Toulouse, le 24 janvier 2013. Pierre Cohen, maire socialiste de toulouse et président de la communauté d'agglomération dans son bureau de Toulouse métropole. — Frédéric Scheiber / 20 Minutes

Vous serez de nouveau candidat l’année prochaine :
avez-vous des inquiétudes après votre courte victoire de 2008?

La question ne se pose pas comme ça. Je suis optimiste. François Hollande a raison. Il y aura un frémissement de reprise en 2013. Les choses se sont mises en place. Il y aura une prime au sortant, mais je n’ai pas la même notoriété que mes collègues qui sortent de deux mandats. Bertrand Delanoë [le maire de Paris], qui a un parcours un peu similaire au mien, est devenu incontournable après sa réélection en 2008.

Visiblement, les écologistes songent aussi à monter une liste cette fois: cela vous gêne-t-il?

Tout cela est lié au SMTC, le syndicat qui gère les transports. J’avais donné la présidence à un Vert, avant de la lui retirer parce qu’il a cru qu’il était porteur de l’avenir de l’agglomération.

Toulouse reste une ville très embouteillée, comment y remédier?

Les embouteillages existaient avant mon élection… Le problème, c’est quand, comme actuellement, un chantier de création de transports en commun occupe un espace jusque-là dédié à la voiture. On n’a plus les voitures, et pas encore le transport en commun. Mais j’ai l’impression qu’une bonne partie des Toulousains entend notre discours.

Comment adapter la ville à sa croissance démographique?

Toulouse est une ville aussi grande que Paris, mais avec 450000 habitants. Nous avons le défi de la densifier, tout en restant accessible à tous. Tout le monde doit pouvoir habiter Toulouse. Avant, la ville était dans une logique de rapport entre quelques-uns et des promoteurs immobiliers. Aujourd’hui, nous la pensons en termes d’habitants et d’emplois.

Avec un risque en termes d’emploi: celui d’être trop dépendant de l’industrie aéronautique?

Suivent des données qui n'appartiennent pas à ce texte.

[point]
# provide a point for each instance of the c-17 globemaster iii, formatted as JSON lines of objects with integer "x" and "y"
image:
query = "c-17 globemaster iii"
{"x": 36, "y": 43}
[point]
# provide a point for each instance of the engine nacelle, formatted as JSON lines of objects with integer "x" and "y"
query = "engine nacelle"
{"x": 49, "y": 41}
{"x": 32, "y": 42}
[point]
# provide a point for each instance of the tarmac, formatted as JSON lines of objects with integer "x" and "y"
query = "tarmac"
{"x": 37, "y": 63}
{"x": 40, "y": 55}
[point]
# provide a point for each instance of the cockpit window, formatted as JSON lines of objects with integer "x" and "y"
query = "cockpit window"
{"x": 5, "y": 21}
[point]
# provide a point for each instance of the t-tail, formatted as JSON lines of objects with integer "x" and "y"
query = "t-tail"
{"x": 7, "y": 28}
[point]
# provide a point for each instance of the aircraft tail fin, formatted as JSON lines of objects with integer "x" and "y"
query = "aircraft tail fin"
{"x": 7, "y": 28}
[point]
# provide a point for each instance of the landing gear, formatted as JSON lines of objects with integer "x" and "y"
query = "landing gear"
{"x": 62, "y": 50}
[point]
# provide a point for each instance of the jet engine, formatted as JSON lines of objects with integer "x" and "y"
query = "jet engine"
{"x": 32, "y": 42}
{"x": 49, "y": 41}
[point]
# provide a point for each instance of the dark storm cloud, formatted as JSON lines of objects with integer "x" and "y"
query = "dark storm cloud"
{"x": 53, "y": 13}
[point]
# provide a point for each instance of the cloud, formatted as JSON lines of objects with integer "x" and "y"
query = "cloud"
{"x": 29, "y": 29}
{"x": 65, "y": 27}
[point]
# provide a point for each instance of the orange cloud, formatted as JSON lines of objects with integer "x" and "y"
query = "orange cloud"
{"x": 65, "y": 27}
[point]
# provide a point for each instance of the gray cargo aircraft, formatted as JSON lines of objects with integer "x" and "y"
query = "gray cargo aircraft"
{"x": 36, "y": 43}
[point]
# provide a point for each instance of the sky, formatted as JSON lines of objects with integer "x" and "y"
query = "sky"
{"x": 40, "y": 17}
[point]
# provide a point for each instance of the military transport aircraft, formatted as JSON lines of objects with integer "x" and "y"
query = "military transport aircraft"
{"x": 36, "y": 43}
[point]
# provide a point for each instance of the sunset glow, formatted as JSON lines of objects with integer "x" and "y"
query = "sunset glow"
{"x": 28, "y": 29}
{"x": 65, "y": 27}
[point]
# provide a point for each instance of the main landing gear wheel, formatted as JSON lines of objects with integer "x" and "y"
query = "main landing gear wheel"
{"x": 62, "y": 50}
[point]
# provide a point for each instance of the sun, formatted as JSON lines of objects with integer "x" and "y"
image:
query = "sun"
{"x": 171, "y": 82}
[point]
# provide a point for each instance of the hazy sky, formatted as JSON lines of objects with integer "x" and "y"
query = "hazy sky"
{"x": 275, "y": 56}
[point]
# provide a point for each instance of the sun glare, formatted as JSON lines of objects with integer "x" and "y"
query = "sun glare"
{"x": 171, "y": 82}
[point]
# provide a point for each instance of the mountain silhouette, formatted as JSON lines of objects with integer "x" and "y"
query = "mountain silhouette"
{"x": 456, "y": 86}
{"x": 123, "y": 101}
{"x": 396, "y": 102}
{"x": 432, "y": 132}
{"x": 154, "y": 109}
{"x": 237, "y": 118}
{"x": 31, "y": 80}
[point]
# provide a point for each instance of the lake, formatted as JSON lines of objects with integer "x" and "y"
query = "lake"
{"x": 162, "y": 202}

Nous sommes dans une période moins noire que beaucoup de nos collègues. L’idée, c’est de profiter de ce qui émerge en termes de compétences. Le Commissariat à l’énergie atomique (CEA) va s’installer à Toulouse. Il nous manquait ce qui existe à Grenoble : des pôles de recherches technologiques. On a la capacité de peser sur de nouvelles filières.

Quelles sont pour vous les principales réussites de ce mandat?

La création de Toulouse Montaudran Aérospace, un lieu d’émergence de la richesse par la connaissance. La seconde, c’est le grand projet de ville, avec la remise à plat du quartier du Mirail.

Toulouse aura-t-elle son TGV?

Nous avons l’assurance du gouvernement d’être parmi les premiers. La ligne à grande vitesse nous inscrira dans ce maillage fondamental, sinon, Toulouse restera dans son enclave. On ne peut pas louper cet énième rendez-vous. Je suis assez confiant.